Foi na casa de uma tia onde me hospedava, criança ainda, que encontrei o primeiro espelho de desaparecer.

A máquina era estática e dependia de que eu a movesse com as mãos: funcionava caso eu acionasse as portinholas laterais. A maior serventia do espelho era fatiar o rosto em reflexos e desvios infinitos, de modo que não fosse possível encontrar o foco a não ser se ele estivesse planificado como uma lagoa, mas aí perdia sua magia e razão de ser.

Era um espelho que permitia o fitar, e cujo maior atrativo mesmo era o de fazer desaparecer. Pelo menos essa parecia ser a sua vontade, embora, por necessidade, servisse também ao propósito do reflexo perfeito.

Foi ali que pela primeira vez levei uma lâmina de barbear à face de menino. A lâmina descartável de um primo quase desconhecido que o instrumento guardava numa das portinholas. Por um momento rápido, a lâmina aproximou vertiginosamente nosso parentesco e o sangue de um e de outro, mesmo que em tempos distintos.

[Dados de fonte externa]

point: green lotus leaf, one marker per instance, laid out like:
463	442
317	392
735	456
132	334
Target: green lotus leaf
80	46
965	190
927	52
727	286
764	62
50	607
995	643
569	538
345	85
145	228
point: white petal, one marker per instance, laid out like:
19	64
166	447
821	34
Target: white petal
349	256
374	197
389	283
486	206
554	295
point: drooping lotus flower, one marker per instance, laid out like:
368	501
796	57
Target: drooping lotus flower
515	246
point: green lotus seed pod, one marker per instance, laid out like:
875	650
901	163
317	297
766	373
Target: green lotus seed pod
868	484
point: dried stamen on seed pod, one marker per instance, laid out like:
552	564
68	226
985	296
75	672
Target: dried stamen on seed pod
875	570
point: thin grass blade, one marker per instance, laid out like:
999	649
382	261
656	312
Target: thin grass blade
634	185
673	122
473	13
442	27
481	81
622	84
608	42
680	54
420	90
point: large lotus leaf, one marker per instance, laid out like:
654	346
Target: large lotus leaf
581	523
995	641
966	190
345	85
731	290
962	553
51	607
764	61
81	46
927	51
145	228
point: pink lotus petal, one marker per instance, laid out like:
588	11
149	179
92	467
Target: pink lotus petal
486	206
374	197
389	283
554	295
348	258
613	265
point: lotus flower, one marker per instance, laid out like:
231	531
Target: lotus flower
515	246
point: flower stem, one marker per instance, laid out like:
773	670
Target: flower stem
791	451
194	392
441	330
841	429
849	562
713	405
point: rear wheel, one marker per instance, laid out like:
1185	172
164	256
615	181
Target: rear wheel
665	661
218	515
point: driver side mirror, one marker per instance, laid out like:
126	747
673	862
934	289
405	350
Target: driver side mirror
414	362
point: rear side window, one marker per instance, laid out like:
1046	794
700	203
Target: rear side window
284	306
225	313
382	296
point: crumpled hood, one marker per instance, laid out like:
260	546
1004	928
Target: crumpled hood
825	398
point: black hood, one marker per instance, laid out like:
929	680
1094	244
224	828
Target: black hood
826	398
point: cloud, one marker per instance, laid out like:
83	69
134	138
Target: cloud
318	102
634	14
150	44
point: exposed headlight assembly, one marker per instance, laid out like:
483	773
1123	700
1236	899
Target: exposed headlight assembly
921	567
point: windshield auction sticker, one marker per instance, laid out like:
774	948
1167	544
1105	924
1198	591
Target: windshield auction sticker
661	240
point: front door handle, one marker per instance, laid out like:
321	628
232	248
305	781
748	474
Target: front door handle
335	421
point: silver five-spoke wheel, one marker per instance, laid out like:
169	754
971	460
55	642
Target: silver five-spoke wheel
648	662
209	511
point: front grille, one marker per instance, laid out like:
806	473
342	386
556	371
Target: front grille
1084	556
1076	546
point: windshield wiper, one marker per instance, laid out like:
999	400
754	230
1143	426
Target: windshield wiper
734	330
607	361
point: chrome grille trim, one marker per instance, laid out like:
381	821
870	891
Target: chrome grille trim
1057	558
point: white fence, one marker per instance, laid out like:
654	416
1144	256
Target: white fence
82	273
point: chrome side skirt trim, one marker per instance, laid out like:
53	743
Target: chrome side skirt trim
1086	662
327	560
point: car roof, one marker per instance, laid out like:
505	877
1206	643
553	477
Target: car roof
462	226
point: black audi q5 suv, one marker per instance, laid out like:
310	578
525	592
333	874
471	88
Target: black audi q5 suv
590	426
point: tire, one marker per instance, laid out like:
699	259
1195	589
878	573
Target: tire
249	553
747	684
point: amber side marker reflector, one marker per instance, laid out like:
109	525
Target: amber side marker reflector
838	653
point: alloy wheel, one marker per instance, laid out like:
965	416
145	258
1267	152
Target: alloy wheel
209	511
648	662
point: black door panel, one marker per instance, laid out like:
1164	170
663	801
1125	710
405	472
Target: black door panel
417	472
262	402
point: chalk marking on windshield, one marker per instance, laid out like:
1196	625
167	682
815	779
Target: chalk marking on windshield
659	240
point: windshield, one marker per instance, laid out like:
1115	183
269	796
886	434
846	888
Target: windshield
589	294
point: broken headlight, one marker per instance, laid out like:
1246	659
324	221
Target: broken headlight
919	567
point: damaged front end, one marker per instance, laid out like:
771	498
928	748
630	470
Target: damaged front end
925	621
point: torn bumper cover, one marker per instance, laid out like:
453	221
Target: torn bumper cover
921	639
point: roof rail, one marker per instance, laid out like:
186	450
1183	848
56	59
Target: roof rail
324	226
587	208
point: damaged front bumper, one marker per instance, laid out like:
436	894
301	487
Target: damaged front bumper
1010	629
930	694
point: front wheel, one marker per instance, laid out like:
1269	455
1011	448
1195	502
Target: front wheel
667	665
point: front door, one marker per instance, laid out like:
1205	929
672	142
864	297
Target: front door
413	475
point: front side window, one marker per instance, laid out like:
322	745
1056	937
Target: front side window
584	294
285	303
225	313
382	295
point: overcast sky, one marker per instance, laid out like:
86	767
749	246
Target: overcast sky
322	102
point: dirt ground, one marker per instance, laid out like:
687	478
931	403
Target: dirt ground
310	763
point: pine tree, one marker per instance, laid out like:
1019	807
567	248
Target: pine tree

O primo era alguns mais velho do que eu, mas o suficiente para que me tratasse como criança. E quando nos encontrávamos no longo corredor da casa, sempre parecia que era a primeira vez que me via na vida, tornando minha presença estranha ao lugar, a sua família e suas coisas.

Naqueles dias frios de julho, a mãe faria em Porto Alegre uma cirurgia de vida ou morte e eu me enfiava sob as cobertas sem saber se acordaria órfão ou não. Com as mãos tremendo entre os joelhos e olhos esbugalhados no nada, sentia a presença de uma pequena luz amarela que se movia no escuro do quarto de dormir e só aquilo me acalmava e induzia ao sono. Nada mais me concentrava a atenção.

Todas as manhãs daquela hospedagem involuntária, eu encontrava o espelho já em funcionamento. As portinholas abertas me desviariam para sempre se não as endireitasse.

Eu gostaria de que não me enxergassem nem ali e nem no colégio notassem muito a minha presença e os fiapos de barba que cresciam em meia lua sob os maxilares. Para isso, agora eu tinha de ferir minha própria face, a pele quase imberbe e ainda delicada como a de um anjo tornando-se áspera e os olhos da adultez fulminando a criança que ainda teimava em usar um mero espelho como uma máquina de desaparecimento.